Outil de communication.
Comme toute technologie, la télévision est avant tout un outil et ne peut être diabolisée comme telle. Elle sert de vecteur de communication, aussi bien pour les publicitaires (voir encadré) que pour des actions de santé publique. Toute la subtilité consiste donc à gérer le temps télévisuel et surtout à éduquer les jeunes (et les moins jeunes) face à ce média qui peut devenir intrusif si l'on n'y prend garde. L'un des enjeux consiste d'abord à comprendre un message publicitaire pour ce qu'il est. Ainsi, lorsque le Pnns conseille de manger cinq fruits par jour et qu'une marque de jus de fruits présente des spots où l'on voit un verre de jus d'orange trôner en haut d'une pile de quatre fruits, il ne faut pas, bien sûr, en déduire qu'un jus de fruits égale un fruit. « Beaucoup de parents laissent leurs enfants boire du jus de fruits à volonté en croyant bien faire », résume une nutritionniste, qui rappelle qu'un « cent pour cent pur jus sans sucre ajouté » peut réglementairement contenir un certain taux de sucre ajouté, du moment que le plafond au-delà duquel il faut le déclarer n'est pas dépassé. Pour ne pas être en reste, l'Institut national de prévention et d'éducation pour la santé (Inpes) a lancé cet automne une campagne de spots télévisés pour limiter la consommation des produits sucrés. A l'image, les spots montrent pudiquement des produits sans marque, mentionnant simplement « boisson sucrée », « yaourt nature », « bonbons », « chocolat ». En effet, explique-t on à l'Inpes, « nous avons dû inventer de nouvelles lignes de produits n'existant pas dans le commerce », sous la pression de plusieurs industriels de l'agroalimentaire qui ont « clairement fait savoir qu'ils nous attaqueraient en justice si l'on pouvait reconnaître un seul de leurs produits sur nos images ». De leur côté, les Laboratoires Roche ont utilisé la publicité télévisée pour communiquer sur le surpoids auprès du grand public de façon institutionnelle. En somme, puisqu'on ne peut l'éviter, on cherche à retourner le problème, à la manière du PPD des « Guignols » qui s'exclame au petit écran : « Vous regardez trop la télévision, bonsoir ! »

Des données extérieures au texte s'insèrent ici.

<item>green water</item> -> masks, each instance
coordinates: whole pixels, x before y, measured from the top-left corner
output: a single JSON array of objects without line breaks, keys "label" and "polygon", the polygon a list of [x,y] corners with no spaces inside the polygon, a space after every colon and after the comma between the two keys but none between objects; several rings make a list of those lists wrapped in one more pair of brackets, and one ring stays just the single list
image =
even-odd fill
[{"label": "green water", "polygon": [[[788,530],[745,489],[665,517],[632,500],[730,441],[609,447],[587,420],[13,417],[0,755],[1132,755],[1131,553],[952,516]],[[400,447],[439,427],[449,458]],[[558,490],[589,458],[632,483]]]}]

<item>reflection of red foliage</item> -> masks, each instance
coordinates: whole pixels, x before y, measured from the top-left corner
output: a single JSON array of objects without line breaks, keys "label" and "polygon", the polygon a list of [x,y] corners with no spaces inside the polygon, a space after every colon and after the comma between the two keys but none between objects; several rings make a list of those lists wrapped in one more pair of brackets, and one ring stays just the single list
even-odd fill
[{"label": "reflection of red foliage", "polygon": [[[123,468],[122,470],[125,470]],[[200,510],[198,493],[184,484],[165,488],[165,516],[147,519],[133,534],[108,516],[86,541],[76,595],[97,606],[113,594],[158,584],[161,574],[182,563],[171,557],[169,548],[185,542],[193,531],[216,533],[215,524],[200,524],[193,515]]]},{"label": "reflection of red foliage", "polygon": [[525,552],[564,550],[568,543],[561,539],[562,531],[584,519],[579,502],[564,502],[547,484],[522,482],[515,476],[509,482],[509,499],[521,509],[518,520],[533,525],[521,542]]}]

Le point de vue de l'Afssa
Selon l'Agence française de sécurité sanitaire des aliments :
- les enfants qui ont la télévision dans leur chambre sont plus obèses que ceux qui ne la regardent « que » dans le salon ;
- la réduction du temps passé à regarder la télévision suffit aussi à entraîner une diminution de l'obésité chez les enfants déjà atteints ;
- en France, la proportion de spots alimentaires destinés aux enfants est de 62 % en moyenne le mercredi, « 77 % sur la chaîne la plus appréciée qui leur est dédiée » (juillet 2004) (42 % pour les adultes) ;
- la publicité télévisuelle entraîne une augmentation de consommation non seulement du produit d'une marque, mais également de l'ensemble des produits de la catégorie ;
- 10 % des programmes regardés par des enfants de 4 à 10 ans sont des publicités.
L'agence défend donc le principe d'une régulation de la publicité télévisuelle destinée aux enfants.